In the Republican debates, Mitt pretends that his ties to Massachusetts are tenuous. When Rick Perry tries to Pin the Dukakis on Romney (“Michael Dukakis created jobs three times faster than you did, Mitt”), Romney lamely claims that George W. Bush created more jobs in Texas than Perry. Although Mitt never talks about his own years at Harvard (after graduating from Brigham Young University in Provo, Utah, he took joint degrees from the Harvard Law School and the Business School), he accuses Obama of hanging out in the “Harvard faculty lounge.” Mitt’s greatest achievement as governor, the Massachusetts health care system (which passed with Ted Kennedy’s support and two dissenting votes in the state legislature), is now his greatest liability among Republicans, who see it as a stalking horse for “Obamacare.” Mitt now claims it was right for our quirky state but not for the nation. He has yet to explain why.

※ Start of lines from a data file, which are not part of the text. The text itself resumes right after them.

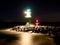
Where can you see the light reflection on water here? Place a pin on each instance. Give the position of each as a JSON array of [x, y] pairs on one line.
[[34, 39], [26, 39]]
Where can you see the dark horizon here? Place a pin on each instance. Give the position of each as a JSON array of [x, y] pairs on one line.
[[13, 11]]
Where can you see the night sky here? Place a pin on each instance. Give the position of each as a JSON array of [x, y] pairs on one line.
[[13, 10]]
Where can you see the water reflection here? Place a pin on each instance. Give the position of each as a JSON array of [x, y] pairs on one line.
[[25, 38]]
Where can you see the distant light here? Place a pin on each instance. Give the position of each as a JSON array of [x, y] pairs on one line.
[[28, 10], [27, 23], [36, 20]]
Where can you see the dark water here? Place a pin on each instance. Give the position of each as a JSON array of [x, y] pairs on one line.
[[23, 38]]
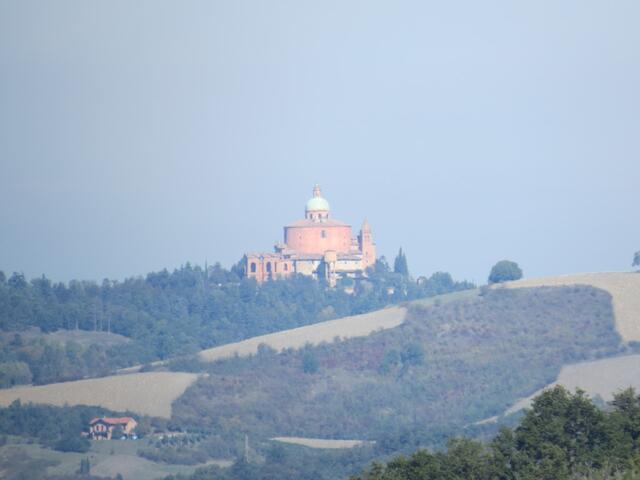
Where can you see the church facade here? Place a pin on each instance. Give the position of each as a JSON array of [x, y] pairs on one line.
[[317, 246]]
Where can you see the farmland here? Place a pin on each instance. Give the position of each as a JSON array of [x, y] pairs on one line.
[[150, 393], [624, 288]]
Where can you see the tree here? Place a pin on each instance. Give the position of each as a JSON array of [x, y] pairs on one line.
[[504, 271], [310, 362], [400, 264]]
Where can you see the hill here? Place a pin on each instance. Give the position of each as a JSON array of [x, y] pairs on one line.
[[149, 393], [602, 378], [624, 288], [447, 365]]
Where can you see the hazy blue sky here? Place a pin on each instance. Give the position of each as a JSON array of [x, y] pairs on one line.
[[141, 135]]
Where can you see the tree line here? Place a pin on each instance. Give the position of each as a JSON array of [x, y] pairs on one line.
[[169, 314]]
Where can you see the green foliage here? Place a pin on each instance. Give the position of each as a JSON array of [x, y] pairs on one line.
[[14, 373], [400, 265], [73, 442], [170, 314], [85, 467], [310, 362], [563, 436], [412, 354], [59, 428], [504, 271]]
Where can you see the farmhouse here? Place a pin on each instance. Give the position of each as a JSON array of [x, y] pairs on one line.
[[317, 246], [103, 428]]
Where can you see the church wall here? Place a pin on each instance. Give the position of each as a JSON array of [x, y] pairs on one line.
[[312, 240]]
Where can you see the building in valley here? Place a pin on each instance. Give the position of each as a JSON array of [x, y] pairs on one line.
[[102, 428], [317, 246]]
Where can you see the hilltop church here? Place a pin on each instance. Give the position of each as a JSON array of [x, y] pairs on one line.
[[317, 246]]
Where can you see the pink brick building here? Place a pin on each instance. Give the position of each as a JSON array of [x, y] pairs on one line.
[[318, 246]]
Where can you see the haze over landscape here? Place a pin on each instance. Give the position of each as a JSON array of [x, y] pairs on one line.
[[455, 291], [140, 136]]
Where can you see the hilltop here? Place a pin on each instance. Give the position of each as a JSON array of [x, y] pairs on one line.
[[395, 379]]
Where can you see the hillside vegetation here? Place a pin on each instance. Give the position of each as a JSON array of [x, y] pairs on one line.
[[564, 436], [342, 328], [624, 288], [169, 314], [150, 393]]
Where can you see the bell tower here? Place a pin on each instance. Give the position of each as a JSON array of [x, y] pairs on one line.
[[366, 246]]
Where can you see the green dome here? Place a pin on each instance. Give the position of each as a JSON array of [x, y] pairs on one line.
[[317, 203]]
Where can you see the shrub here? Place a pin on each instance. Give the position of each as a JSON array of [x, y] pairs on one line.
[[504, 271]]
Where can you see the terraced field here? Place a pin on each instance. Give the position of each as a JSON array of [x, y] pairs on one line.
[[149, 393], [600, 377], [320, 442], [624, 288]]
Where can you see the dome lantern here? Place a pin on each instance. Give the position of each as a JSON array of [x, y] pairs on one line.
[[317, 207]]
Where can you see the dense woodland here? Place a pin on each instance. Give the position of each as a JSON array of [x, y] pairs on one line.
[[456, 360], [449, 365], [167, 314]]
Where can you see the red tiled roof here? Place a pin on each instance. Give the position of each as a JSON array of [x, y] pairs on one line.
[[112, 420], [319, 224]]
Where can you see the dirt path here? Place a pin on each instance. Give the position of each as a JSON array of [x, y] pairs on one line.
[[149, 393], [624, 288]]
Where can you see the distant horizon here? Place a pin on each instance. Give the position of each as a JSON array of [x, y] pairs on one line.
[[135, 137]]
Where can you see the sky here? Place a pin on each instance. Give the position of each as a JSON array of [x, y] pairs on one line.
[[141, 135]]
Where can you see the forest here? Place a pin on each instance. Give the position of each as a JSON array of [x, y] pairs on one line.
[[167, 314]]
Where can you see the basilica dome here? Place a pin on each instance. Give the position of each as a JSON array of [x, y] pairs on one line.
[[317, 202]]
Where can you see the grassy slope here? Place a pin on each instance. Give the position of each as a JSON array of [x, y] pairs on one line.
[[124, 460], [347, 327], [481, 354], [145, 393], [624, 288], [599, 377]]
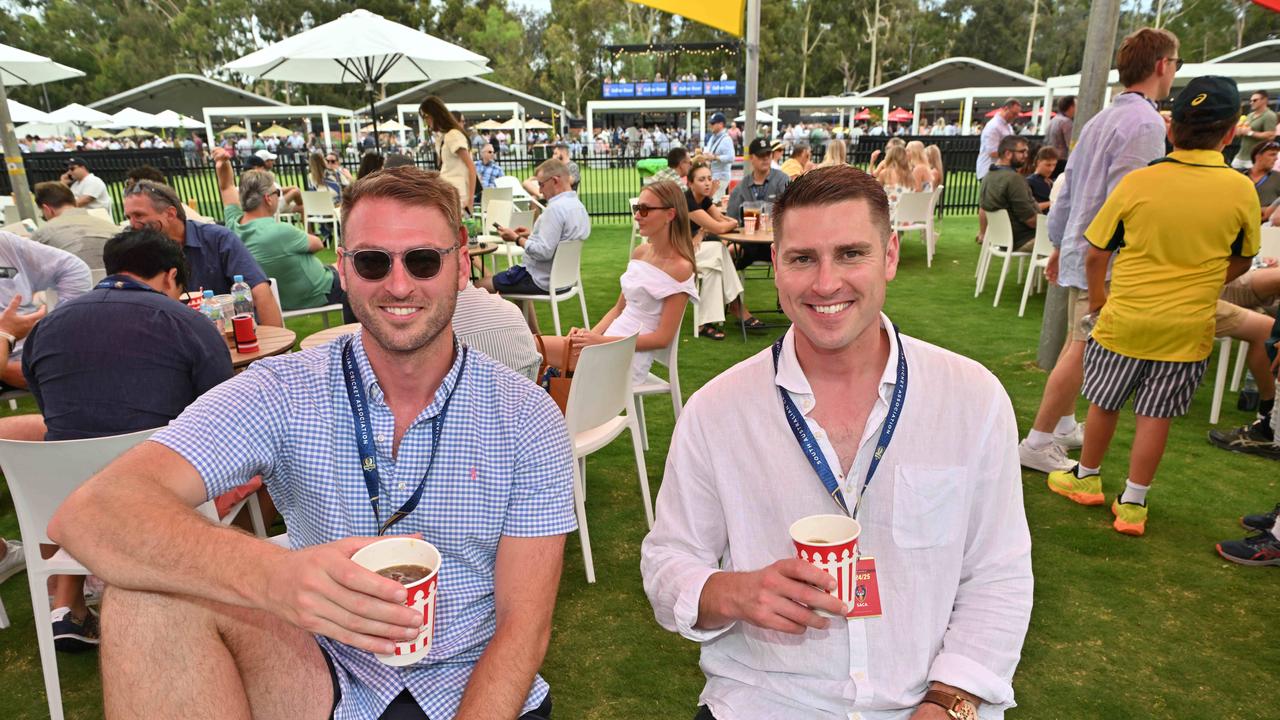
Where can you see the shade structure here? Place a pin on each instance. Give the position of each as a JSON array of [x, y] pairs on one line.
[[361, 48], [174, 119], [18, 67], [389, 126], [721, 14], [77, 114], [26, 113], [275, 131]]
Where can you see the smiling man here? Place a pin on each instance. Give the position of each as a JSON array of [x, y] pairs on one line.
[[931, 473], [247, 628]]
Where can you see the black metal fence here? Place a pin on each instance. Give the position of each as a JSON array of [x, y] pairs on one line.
[[608, 181]]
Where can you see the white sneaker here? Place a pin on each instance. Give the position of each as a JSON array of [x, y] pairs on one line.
[[13, 561], [1073, 440], [1047, 459]]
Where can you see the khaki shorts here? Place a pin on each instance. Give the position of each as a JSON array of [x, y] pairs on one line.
[[1240, 292], [1228, 318], [1077, 308]]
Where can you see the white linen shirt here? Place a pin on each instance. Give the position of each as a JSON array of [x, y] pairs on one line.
[[942, 516]]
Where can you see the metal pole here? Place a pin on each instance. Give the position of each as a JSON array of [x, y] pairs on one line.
[[753, 69], [13, 160], [1100, 44]]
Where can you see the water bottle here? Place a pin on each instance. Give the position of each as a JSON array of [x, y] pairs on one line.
[[242, 296], [213, 310]]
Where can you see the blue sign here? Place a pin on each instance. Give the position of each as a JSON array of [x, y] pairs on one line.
[[650, 90]]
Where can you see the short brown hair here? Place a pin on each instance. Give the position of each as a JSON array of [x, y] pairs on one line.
[[1200, 136], [1141, 51], [54, 194], [831, 185], [407, 185]]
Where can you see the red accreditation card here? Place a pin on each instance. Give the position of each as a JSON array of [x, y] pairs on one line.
[[865, 589]]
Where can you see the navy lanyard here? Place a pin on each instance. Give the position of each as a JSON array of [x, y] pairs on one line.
[[800, 428], [365, 436]]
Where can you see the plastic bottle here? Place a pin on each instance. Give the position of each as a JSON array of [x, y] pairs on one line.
[[213, 310], [242, 296]]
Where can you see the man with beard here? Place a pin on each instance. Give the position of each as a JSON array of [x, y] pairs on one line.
[[248, 628]]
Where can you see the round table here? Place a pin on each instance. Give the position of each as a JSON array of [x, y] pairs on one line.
[[328, 335], [270, 341]]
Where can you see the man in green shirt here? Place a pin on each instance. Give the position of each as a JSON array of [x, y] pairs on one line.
[[284, 251], [1008, 190], [1260, 126]]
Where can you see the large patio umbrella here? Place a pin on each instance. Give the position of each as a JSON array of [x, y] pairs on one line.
[[18, 67], [361, 48]]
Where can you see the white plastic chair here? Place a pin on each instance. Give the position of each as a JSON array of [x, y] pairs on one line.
[[321, 310], [599, 408], [567, 274], [1041, 253], [914, 212], [999, 242], [653, 384], [318, 210], [41, 475]]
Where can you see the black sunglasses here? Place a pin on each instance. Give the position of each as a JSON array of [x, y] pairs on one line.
[[423, 263]]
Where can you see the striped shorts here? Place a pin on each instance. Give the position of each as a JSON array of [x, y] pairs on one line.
[[1160, 390]]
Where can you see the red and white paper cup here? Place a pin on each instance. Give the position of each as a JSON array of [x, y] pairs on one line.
[[421, 593], [830, 542]]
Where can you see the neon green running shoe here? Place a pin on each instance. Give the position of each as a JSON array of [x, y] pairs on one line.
[[1086, 491], [1130, 518]]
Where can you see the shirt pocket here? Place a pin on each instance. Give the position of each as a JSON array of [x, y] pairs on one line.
[[927, 505]]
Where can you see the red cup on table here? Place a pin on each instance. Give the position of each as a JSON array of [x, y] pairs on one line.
[[830, 542], [407, 552]]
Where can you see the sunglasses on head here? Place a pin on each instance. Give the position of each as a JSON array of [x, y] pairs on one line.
[[643, 210], [423, 263]]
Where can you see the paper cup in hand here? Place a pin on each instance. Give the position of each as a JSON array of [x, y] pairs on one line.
[[392, 552], [830, 542]]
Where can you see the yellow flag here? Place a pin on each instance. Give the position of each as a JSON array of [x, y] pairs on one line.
[[720, 14]]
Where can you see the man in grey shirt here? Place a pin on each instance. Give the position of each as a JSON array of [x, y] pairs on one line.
[[68, 227], [1057, 135]]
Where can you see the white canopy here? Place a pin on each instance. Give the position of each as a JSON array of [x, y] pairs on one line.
[[361, 48], [77, 114], [26, 113], [18, 67], [174, 119]]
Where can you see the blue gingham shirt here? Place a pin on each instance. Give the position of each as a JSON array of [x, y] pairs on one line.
[[1125, 136], [504, 469], [489, 173]]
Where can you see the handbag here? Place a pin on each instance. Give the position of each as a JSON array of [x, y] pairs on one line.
[[556, 373]]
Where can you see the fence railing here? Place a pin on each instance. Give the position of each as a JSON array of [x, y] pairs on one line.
[[607, 181]]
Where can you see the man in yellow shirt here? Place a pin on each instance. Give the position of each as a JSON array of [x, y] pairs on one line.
[[1178, 229]]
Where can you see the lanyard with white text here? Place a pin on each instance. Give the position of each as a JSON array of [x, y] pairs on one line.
[[365, 436], [800, 428]]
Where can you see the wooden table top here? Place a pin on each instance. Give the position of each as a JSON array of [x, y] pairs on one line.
[[270, 340], [328, 335], [739, 236]]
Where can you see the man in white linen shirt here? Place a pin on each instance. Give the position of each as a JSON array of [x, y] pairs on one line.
[[942, 514]]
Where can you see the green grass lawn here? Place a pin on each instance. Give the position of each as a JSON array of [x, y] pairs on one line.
[[1153, 627]]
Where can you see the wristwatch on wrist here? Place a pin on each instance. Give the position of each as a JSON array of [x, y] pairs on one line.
[[956, 706]]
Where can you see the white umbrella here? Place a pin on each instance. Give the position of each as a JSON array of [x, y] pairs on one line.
[[77, 114], [21, 113], [174, 119], [361, 48], [18, 67]]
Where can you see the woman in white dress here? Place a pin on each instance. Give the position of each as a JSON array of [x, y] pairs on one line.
[[452, 150], [656, 287]]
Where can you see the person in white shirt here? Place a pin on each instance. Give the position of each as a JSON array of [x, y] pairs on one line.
[[90, 191], [933, 483]]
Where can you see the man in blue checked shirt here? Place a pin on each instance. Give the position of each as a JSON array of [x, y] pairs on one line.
[[246, 628]]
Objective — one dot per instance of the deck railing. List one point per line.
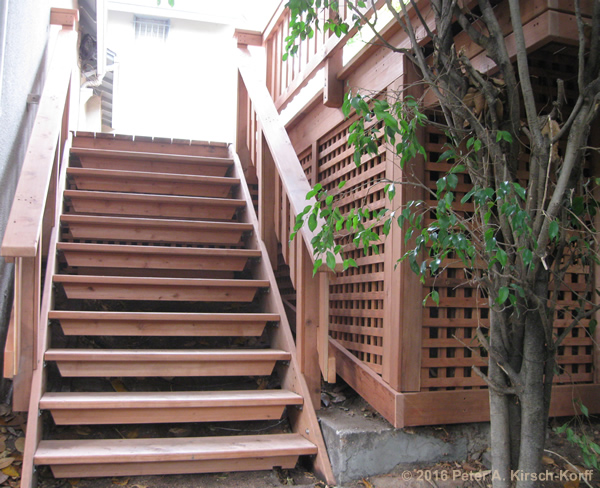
(34, 211)
(264, 146)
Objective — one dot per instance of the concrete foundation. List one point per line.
(359, 447)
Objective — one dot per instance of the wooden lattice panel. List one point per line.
(450, 346)
(357, 295)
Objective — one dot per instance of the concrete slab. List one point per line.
(360, 447)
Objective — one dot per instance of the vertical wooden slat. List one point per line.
(307, 318)
(26, 324)
(267, 204)
(403, 314)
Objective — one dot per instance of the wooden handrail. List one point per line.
(23, 230)
(286, 161)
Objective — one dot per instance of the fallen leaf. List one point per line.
(120, 481)
(547, 461)
(178, 431)
(118, 385)
(132, 434)
(20, 444)
(82, 430)
(11, 471)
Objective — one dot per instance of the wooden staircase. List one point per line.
(158, 246)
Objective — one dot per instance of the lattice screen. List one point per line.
(356, 296)
(450, 346)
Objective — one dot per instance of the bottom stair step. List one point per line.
(131, 457)
(76, 408)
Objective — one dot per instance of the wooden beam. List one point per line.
(248, 38)
(431, 407)
(333, 89)
(286, 161)
(366, 382)
(66, 17)
(266, 203)
(404, 292)
(24, 223)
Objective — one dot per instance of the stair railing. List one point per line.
(33, 216)
(263, 143)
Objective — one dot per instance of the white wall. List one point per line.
(183, 88)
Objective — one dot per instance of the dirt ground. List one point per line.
(561, 463)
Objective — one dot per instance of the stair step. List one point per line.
(161, 289)
(167, 362)
(162, 324)
(161, 206)
(152, 230)
(163, 407)
(154, 183)
(152, 162)
(155, 257)
(129, 457)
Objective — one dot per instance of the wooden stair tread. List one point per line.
(169, 449)
(165, 355)
(164, 316)
(161, 177)
(154, 198)
(176, 158)
(133, 280)
(134, 221)
(170, 399)
(193, 251)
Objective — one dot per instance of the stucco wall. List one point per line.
(24, 64)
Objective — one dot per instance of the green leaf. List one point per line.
(312, 222)
(330, 260)
(553, 229)
(502, 295)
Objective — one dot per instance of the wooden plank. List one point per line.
(293, 179)
(404, 292)
(149, 363)
(153, 230)
(325, 353)
(173, 467)
(178, 449)
(431, 408)
(10, 361)
(130, 204)
(155, 257)
(23, 227)
(161, 289)
(154, 183)
(162, 324)
(366, 383)
(267, 204)
(307, 321)
(333, 89)
(303, 422)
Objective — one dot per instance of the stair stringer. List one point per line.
(303, 421)
(33, 434)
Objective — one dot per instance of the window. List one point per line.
(151, 28)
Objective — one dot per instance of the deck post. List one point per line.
(403, 313)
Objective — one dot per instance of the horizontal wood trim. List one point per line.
(178, 449)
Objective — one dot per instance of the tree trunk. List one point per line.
(499, 412)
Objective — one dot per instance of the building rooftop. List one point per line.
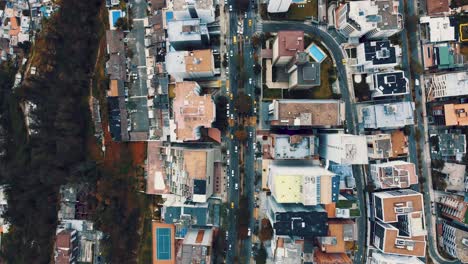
(436, 7)
(440, 28)
(290, 42)
(198, 4)
(325, 113)
(296, 220)
(298, 182)
(186, 30)
(456, 114)
(379, 146)
(387, 238)
(331, 258)
(390, 83)
(191, 111)
(391, 115)
(343, 148)
(389, 205)
(399, 143)
(115, 43)
(292, 147)
(394, 174)
(163, 243)
(378, 53)
(448, 84)
(189, 61)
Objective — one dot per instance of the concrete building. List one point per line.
(379, 146)
(446, 85)
(196, 246)
(278, 6)
(399, 227)
(191, 112)
(164, 246)
(306, 113)
(343, 148)
(393, 174)
(184, 172)
(454, 207)
(373, 18)
(377, 55)
(380, 258)
(388, 84)
(448, 145)
(292, 220)
(304, 75)
(341, 236)
(286, 45)
(454, 241)
(297, 182)
(188, 9)
(66, 247)
(456, 114)
(190, 64)
(187, 34)
(387, 115)
(438, 28)
(291, 147)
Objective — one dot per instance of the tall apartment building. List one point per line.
(399, 226)
(373, 18)
(299, 182)
(454, 241)
(188, 9)
(393, 174)
(343, 148)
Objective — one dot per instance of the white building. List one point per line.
(278, 6)
(454, 241)
(374, 18)
(440, 29)
(299, 182)
(376, 55)
(446, 85)
(380, 258)
(344, 148)
(390, 115)
(393, 174)
(188, 9)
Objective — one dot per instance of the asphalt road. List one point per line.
(421, 126)
(351, 115)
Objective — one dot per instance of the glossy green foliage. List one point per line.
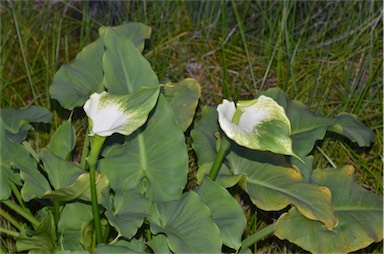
(183, 97)
(74, 83)
(360, 215)
(152, 160)
(273, 182)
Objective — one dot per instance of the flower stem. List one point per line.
(84, 152)
(9, 232)
(96, 145)
(224, 146)
(256, 237)
(21, 211)
(10, 219)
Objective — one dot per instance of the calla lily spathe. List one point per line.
(122, 114)
(259, 124)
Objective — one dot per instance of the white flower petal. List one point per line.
(261, 125)
(119, 113)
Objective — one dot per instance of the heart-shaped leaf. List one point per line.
(122, 246)
(63, 140)
(153, 159)
(79, 189)
(259, 124)
(126, 211)
(308, 127)
(159, 244)
(183, 97)
(360, 215)
(74, 83)
(226, 212)
(16, 121)
(125, 69)
(188, 225)
(61, 173)
(269, 180)
(136, 32)
(43, 239)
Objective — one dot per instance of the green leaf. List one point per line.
(43, 240)
(188, 225)
(259, 124)
(349, 126)
(16, 165)
(122, 246)
(136, 32)
(17, 121)
(126, 211)
(159, 244)
(226, 212)
(204, 141)
(73, 83)
(122, 114)
(183, 97)
(73, 220)
(153, 159)
(267, 177)
(79, 189)
(308, 127)
(61, 173)
(360, 215)
(35, 184)
(63, 140)
(273, 187)
(125, 69)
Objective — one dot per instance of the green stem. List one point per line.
(256, 237)
(84, 153)
(9, 232)
(224, 146)
(21, 211)
(56, 211)
(17, 194)
(10, 219)
(97, 143)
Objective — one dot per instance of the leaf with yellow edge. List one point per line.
(360, 215)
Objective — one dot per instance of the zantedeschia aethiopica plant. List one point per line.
(259, 124)
(127, 192)
(122, 114)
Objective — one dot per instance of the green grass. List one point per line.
(326, 54)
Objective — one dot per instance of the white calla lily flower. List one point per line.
(259, 124)
(122, 114)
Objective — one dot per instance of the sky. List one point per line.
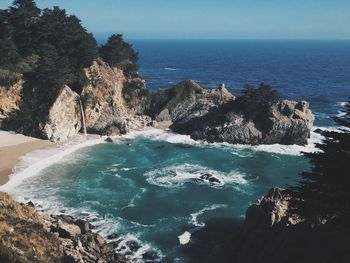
(211, 19)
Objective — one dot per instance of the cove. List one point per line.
(145, 189)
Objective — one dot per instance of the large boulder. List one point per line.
(273, 233)
(106, 110)
(171, 104)
(286, 122)
(64, 119)
(10, 99)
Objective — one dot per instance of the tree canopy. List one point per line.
(118, 53)
(57, 42)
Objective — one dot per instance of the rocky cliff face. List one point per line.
(114, 104)
(106, 110)
(186, 98)
(271, 234)
(27, 237)
(10, 99)
(64, 119)
(287, 122)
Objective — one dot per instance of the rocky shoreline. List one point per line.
(272, 233)
(57, 238)
(114, 103)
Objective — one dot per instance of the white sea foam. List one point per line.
(171, 137)
(185, 238)
(343, 103)
(194, 216)
(34, 162)
(178, 175)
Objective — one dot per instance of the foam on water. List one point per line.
(185, 238)
(194, 216)
(178, 175)
(34, 162)
(171, 137)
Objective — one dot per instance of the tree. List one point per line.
(23, 18)
(323, 192)
(118, 53)
(65, 49)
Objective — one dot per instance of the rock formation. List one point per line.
(287, 122)
(26, 236)
(106, 110)
(115, 103)
(10, 98)
(64, 119)
(171, 104)
(271, 233)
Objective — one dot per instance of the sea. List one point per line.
(146, 187)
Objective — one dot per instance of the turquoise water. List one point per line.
(146, 189)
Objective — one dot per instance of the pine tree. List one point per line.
(23, 18)
(118, 53)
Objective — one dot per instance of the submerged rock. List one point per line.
(109, 139)
(207, 177)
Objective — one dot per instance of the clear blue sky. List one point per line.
(242, 19)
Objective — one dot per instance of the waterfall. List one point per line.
(83, 116)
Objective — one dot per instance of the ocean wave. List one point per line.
(185, 237)
(194, 216)
(178, 175)
(174, 138)
(34, 162)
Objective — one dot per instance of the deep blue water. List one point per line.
(146, 187)
(147, 190)
(316, 71)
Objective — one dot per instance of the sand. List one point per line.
(13, 146)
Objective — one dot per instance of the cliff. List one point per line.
(105, 107)
(115, 103)
(271, 234)
(60, 117)
(26, 236)
(285, 122)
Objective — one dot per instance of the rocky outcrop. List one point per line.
(171, 104)
(106, 111)
(287, 122)
(271, 234)
(64, 119)
(26, 236)
(10, 99)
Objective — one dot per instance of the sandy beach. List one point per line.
(13, 146)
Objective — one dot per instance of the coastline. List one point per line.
(12, 147)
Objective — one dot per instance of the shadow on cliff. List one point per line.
(214, 242)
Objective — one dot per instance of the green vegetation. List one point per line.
(117, 53)
(49, 48)
(323, 192)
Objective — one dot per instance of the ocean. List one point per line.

When Mitt trumpets his experience in American business, he rarely mentions that Bain & Company, the consulting and investment conglomerate in which he amassed his $200 million fortune, is a Boston firm. I was attending graduate school in the Boston area in 1977 when most of the smart graduates from Harvard Business School, including Mitt, seemed to be entering the hot new field of consulting. It wasn’t always clear what such firms did; the mystery was part of their allure. Bain was particularly cultish; according to Ryan Lizza in The New Yorker, it was known as “the KGB of management consulting.” Mitt became adept at the Bain specialty of leveraged buyouts, in which large sums are borrowed to acquire a company whose assets are used as collateral. Subsequent “restructuring”—often including layoffs, as Ted Kennedy pointed out in 1994—is intended to make the company more profitable.